Дом Геллия располагался неподалеку от форума Августа и прекрасно отражал вкусы своего хозяина. Пол в вестибуле выложен был мозаикой, изображавшей дельфинов, резвящихся среди пенистых волн. Во внутренних помещениях стены были украшены изящными фресками на мифологические темы, тут и там взгляд притягивали драгоценные серебряные сосуды, бронза чекана знаменитого Гратия и множество разных статуй и статуэток, иные были весьма древними и улыбались бесстрастной архаической улыбкой (Веттий увидел такое впервые), показывая их, хозяин называл звучные имена: Мирон, Скопас, Пракситель. Но особенно прекрасна была не столь древняя статуя Венеры из паросского мрамора, полупрозрачного и как будто излучавшего свет.

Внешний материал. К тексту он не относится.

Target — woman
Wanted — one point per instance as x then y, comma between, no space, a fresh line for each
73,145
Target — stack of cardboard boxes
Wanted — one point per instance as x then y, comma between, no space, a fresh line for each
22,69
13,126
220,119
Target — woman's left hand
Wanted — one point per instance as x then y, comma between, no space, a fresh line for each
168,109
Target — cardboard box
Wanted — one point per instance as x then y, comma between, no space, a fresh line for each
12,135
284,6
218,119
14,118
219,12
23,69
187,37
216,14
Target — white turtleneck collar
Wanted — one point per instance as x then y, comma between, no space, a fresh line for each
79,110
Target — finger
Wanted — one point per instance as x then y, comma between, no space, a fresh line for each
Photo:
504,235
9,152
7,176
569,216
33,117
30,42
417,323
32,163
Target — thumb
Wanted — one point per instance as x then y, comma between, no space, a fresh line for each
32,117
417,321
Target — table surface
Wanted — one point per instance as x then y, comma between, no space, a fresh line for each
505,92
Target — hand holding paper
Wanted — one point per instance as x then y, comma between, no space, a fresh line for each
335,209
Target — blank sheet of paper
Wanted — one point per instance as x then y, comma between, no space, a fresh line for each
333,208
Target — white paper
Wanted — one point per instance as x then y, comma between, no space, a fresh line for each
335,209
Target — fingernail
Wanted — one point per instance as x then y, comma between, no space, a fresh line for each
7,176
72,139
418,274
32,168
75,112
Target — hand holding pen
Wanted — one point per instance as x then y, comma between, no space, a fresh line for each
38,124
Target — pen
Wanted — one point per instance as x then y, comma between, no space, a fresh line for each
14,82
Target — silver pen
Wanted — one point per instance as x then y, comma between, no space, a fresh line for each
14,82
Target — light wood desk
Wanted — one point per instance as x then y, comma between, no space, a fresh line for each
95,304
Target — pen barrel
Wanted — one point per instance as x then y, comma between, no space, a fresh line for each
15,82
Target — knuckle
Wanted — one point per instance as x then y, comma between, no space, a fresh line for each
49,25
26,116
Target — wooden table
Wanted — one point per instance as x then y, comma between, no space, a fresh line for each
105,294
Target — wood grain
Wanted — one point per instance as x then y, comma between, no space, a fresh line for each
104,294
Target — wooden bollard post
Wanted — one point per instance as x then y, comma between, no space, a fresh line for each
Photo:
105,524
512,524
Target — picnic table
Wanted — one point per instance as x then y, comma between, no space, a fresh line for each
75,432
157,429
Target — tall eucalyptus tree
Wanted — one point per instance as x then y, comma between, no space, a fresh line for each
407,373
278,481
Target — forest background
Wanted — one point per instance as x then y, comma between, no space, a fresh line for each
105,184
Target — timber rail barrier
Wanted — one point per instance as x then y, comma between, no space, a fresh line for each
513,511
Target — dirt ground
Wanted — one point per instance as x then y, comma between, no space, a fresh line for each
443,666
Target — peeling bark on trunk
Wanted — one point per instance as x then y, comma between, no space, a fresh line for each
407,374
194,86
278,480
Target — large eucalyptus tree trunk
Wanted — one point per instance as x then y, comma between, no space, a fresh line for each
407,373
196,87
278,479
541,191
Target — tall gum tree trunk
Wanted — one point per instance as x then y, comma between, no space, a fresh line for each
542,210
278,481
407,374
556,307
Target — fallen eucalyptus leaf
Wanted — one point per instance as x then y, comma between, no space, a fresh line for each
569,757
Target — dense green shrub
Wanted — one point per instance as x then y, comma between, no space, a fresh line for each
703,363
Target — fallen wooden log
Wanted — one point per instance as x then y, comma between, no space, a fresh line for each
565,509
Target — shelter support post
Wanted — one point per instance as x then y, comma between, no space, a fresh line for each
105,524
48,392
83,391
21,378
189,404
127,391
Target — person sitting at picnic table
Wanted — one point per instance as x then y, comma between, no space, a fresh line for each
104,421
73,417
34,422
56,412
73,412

В просторном зимнем триклинии, согреваемом несколькими жаровнями с горящими углями и освещаемом множеством ламп, развешанных на бронзовых деревьях и расставленных повсюду, где только можно было их вместить, ложа располагались не обычной девяткой, а по кругу, чтобы каждый мог быть равноправным участником беседы. Среди собравшихся Веттий узнал многих, кого видел в вестибуле Палатинского дворца, и кое-кого из своих преподавателей и даже соучеников. Гостей было около двадцати человек, среди них – ни одной женщины. Оставив обувь у входа в триклиний и одевшись в предложенные хозяином расшитые туники, они заняли места, указанные заботливым триклиниархом. На почетном месте возлежал седовласый Корнелий Фронтон, учитель самого августа, удостоенный статуи в сенате и в жизни выделявшийся величавой манерой поведения, за которой как-то забывался его болезненный вид, желтоватый цвет лица и крайняя худоба (помимо подагры он страдал еще и болезнью желудка). Прислуживали красивые мальчики-греки, прекрасно вышколенные и ловкие, кушанья подавались на калаикском позолоченном серебре, вино – в хрустальных кубках.
– Друзья, это мой прощальный пир, – начал хозяин дома. – Но я все же надеюсь, что не последний. Через год или через два я вернусь, и мы вновь соберемся здесь, если боги позволят, в том же составе. Поэтому мне не хотелось бы, чтобы он был омрачен печалью прощания. Пусть будет радостным, и, по слову Стация,
– В конце октября такое пожелание особенно греет душу, – пошутил Фронтон, зябко кутаясь в шерстяное покрывало, и тут же спросил: – Так все-таки чем же ты намерен заняться в Афинах? Зачем едешь так надолго? Что сейчас Афины, если уж откровенно? Тень былой славы.